Mill Hall Firemen Ready for Fishing’s First Day
MILL HALL—The routine this weekend will be the same as it has been for better than half a century: Friday night a veteran group of Mill Hall Fire Company volunteers will spend its time conducting the company’s weekly bingo event, the proceeds put towards maintaining fire protection services in the Mill Hall area.
And, as every year since 1965, the firemen will run the Friday night bingo, clean things up for Saturday morning, go home and get an hour or so sleep and come right back before sunup and, augmented by additional volunteers, stage the annual Mill Hall Fire Company first day of trout season breakfast.
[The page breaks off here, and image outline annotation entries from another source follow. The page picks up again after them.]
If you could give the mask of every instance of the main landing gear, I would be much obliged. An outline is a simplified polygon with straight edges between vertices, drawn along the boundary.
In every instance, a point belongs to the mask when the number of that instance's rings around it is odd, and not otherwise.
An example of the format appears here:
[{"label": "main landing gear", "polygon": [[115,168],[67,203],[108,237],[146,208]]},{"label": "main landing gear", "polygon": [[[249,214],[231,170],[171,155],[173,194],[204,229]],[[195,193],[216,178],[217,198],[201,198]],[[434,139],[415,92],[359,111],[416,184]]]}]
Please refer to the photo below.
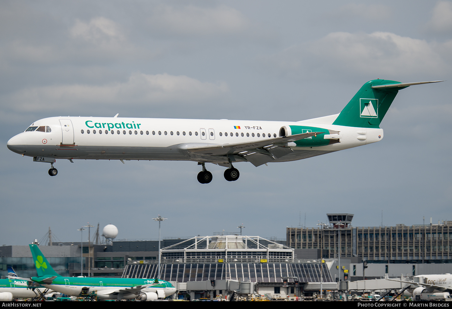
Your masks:
[{"label": "main landing gear", "polygon": [[[199,162],[198,164],[202,165],[202,170],[198,173],[198,181],[201,183],[208,183],[212,181],[212,173],[206,169],[204,162]],[[228,181],[235,181],[239,179],[240,176],[239,170],[232,166],[232,164],[230,168],[225,171],[225,179]]]},{"label": "main landing gear", "polygon": [[202,170],[198,173],[198,181],[201,183],[208,183],[212,181],[212,173],[206,169],[205,164],[204,162],[201,163]]},{"label": "main landing gear", "polygon": [[56,174],[58,173],[58,170],[54,167],[53,167],[53,164],[50,164],[51,169],[49,170],[49,175],[50,176],[56,176]]}]

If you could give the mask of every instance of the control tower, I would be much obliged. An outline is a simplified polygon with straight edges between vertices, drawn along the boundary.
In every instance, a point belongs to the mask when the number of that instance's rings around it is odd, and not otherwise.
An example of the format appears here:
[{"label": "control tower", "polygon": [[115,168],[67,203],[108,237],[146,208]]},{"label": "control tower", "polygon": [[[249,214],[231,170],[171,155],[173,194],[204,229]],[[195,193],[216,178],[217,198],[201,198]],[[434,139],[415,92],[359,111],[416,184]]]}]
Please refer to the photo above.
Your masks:
[{"label": "control tower", "polygon": [[352,224],[353,214],[326,214],[328,221],[335,229],[346,229]]}]

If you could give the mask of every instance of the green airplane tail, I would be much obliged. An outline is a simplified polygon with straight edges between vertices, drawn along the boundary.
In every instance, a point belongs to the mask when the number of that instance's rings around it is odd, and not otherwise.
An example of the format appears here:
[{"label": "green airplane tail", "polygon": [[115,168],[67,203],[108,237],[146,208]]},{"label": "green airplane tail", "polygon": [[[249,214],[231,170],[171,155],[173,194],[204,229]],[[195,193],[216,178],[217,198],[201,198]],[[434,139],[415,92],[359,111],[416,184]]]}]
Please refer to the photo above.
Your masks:
[{"label": "green airplane tail", "polygon": [[33,260],[34,261],[34,266],[36,267],[38,277],[45,276],[61,276],[53,270],[53,268],[50,266],[50,263],[49,263],[47,259],[44,256],[44,254],[38,248],[38,245],[31,244],[29,246],[31,254],[33,257]]},{"label": "green airplane tail", "polygon": [[400,83],[388,80],[373,80],[365,84],[342,110],[333,124],[379,128],[380,122],[397,92],[408,87],[404,84],[400,84],[400,87],[381,87],[388,84]]}]

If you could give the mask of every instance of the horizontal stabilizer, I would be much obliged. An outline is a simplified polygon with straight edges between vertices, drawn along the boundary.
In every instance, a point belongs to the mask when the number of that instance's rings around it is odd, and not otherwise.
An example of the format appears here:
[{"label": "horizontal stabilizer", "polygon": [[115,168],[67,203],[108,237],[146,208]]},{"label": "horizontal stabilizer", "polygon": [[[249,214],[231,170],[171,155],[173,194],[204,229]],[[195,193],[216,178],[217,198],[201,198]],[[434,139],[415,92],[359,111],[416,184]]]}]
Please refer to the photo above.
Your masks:
[{"label": "horizontal stabilizer", "polygon": [[408,87],[413,85],[420,85],[422,84],[430,84],[431,83],[439,83],[444,81],[444,80],[433,80],[429,82],[418,82],[417,83],[403,83],[401,84],[391,84],[389,85],[379,85],[378,86],[372,86],[373,89],[381,89],[382,88],[395,88],[398,87]]}]

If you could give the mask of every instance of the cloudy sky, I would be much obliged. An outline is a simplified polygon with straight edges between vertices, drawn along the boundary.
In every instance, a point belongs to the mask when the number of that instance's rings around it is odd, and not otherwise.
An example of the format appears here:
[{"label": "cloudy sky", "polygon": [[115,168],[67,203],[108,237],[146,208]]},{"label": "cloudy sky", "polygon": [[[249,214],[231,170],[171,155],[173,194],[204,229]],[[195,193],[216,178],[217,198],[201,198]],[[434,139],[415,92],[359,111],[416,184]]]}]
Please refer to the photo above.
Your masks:
[{"label": "cloudy sky", "polygon": [[[325,214],[355,226],[452,220],[450,83],[400,91],[380,142],[235,167],[210,184],[189,162],[33,162],[6,142],[58,116],[297,121],[340,112],[368,80],[452,81],[452,2],[0,2],[0,245],[89,222],[118,239],[223,230],[285,238]],[[306,218],[306,219],[305,219]],[[305,224],[306,222],[306,224]]]}]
Pennsylvania’s trout season opens Saturday and for the 53rd year in a row the Mill Hall firemen will stage their breakfast.Present fire chief Bill Strunk, who has been a part of most of these breakfasts, said the breakfast makes for a great community event, an opportunity for Mill Hall area residents to put a face on the volunteers who belong to the Mill Hall Fire Company. The event, he noted, is one of the company’s bigger fundraisers each year, serving great pancakes and sausages to thousands and thousands of community members for better than five decades.
Strunk (as told to The Record back on the 50th anniversary) said the idea came about from a pancake event staged at the Lock Haven Elks in the early 1960s. Aunt Jemima was the pancake brand used (and the company provided an “Aunt Jemima” as part of the Lock Haven event staged by the Lock Haven Kiwanis Club).
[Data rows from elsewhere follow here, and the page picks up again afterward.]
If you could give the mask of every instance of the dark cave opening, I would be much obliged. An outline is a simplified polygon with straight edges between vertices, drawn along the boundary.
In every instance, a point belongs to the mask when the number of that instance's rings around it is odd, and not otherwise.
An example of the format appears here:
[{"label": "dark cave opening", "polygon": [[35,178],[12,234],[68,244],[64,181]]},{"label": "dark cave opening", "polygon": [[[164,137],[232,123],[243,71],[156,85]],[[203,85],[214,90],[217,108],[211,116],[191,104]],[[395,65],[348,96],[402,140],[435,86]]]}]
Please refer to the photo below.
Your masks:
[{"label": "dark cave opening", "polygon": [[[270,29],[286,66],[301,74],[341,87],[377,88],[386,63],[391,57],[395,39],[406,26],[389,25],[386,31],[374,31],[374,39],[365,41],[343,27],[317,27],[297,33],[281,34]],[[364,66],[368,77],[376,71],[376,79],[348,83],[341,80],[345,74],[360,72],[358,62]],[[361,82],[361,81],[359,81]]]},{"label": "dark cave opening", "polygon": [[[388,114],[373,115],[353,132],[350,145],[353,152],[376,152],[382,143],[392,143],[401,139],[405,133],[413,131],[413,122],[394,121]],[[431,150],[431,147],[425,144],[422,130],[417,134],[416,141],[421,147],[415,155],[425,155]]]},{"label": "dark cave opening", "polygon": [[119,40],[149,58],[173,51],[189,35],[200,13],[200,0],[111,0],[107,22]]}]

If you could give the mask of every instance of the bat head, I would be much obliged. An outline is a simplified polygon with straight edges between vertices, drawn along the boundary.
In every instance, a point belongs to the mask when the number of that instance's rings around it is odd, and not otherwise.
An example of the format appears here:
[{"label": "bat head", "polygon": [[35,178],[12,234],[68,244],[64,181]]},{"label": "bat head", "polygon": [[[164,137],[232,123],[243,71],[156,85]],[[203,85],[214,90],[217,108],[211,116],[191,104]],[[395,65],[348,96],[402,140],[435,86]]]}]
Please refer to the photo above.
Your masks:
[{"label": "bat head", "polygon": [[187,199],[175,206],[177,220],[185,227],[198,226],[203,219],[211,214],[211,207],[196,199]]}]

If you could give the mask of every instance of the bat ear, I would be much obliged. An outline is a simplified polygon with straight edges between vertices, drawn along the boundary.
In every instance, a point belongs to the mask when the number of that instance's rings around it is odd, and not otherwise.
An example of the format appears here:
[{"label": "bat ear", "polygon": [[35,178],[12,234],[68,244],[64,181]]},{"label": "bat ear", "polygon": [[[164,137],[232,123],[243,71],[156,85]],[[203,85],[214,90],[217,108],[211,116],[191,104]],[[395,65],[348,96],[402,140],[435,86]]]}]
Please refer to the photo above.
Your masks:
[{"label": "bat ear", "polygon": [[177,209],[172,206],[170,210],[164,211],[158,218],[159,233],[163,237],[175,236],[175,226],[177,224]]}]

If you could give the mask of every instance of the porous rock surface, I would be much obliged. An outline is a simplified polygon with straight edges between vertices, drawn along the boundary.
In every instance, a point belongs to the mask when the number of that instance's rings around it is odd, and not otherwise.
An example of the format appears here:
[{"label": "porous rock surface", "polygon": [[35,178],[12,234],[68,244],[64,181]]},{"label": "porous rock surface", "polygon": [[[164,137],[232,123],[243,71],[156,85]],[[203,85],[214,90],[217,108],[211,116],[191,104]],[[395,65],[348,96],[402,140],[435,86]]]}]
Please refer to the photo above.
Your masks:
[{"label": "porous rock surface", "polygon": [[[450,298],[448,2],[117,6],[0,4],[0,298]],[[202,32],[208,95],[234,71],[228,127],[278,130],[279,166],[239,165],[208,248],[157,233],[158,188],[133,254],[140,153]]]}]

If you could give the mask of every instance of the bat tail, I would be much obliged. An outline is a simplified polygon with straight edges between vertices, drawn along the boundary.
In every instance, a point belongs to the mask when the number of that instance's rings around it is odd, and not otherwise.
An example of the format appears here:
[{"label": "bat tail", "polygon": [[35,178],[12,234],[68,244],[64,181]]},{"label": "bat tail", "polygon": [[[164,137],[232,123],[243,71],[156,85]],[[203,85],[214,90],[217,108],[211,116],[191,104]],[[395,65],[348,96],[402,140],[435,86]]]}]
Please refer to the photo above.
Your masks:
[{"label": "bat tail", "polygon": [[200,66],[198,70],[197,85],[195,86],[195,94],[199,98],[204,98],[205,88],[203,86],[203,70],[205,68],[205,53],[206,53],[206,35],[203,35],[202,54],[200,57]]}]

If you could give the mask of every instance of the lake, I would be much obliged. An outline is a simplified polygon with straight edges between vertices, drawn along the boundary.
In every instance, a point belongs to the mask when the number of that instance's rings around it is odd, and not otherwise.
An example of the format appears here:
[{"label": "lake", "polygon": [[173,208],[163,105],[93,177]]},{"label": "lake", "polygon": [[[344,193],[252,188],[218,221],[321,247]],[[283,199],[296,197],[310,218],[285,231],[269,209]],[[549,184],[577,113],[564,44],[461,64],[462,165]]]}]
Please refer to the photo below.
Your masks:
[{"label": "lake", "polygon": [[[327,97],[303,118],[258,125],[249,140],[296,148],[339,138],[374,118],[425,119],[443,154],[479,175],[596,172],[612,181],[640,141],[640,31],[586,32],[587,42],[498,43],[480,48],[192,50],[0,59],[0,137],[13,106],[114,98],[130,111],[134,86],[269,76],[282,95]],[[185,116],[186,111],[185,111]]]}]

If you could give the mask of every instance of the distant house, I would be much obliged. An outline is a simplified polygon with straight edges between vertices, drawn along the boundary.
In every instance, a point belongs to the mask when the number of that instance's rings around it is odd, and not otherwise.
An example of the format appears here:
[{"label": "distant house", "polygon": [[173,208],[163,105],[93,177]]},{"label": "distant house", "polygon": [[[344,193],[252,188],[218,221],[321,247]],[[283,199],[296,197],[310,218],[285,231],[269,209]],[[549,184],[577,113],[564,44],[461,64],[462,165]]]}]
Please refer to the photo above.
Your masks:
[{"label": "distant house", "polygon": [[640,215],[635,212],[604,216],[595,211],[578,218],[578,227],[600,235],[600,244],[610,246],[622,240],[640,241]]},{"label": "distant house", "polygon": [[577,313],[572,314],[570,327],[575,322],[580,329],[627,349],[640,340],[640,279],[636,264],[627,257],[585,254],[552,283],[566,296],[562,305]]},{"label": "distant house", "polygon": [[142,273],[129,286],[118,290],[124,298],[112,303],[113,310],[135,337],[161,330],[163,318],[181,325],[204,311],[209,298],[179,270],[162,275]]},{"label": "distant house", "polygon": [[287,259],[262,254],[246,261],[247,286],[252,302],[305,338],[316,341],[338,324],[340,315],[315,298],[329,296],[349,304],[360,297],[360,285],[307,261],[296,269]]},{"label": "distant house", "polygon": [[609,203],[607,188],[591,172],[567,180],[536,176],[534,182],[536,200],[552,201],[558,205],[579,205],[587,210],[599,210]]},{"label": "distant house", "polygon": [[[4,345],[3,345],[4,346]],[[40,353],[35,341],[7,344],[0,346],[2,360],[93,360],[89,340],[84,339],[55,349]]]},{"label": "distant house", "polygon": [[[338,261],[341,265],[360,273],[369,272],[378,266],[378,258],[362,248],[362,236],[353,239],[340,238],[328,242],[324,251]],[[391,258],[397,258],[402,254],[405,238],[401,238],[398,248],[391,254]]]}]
Strunk said that breakfast led Mill Hall firemen Ted Reeder and Harold Rogers to incorporate a fire company breakfast into the start of the local trout season. They even tried to get Aunt Jemima to come to Mill Hall; that didn’t work, but the Aunt Jemima company provided the necessary pancake batter.
Strunk said the late Louden Kyle furnished the milk, eggs and butter and the first ever Mill Hall Firemen First Day of Trout Season Breakfast was born in 1965.Strunk said the firemen depend on the breakfast, along with their Friday night bingo and an annual mail solicitation, to help fund their volunteer services.
The preparation concept has changed a bit over the years, firemen speeding the process by first baking the sausage then reheating it at the breakfast. On average, Strunk said, 250 to 300 orders are served during the 5 to 10 a.m. hours of operation.
The cost of breakfast has remained little changed over half a century, an adult breakfast this Saturday costing $6; for children 12 and under it is $4. It’s a no-frills but delicious breakfast, pancakes and sausage, one that attracts fishermen, fisherwomen and plenty of community members who just want to help the fire company.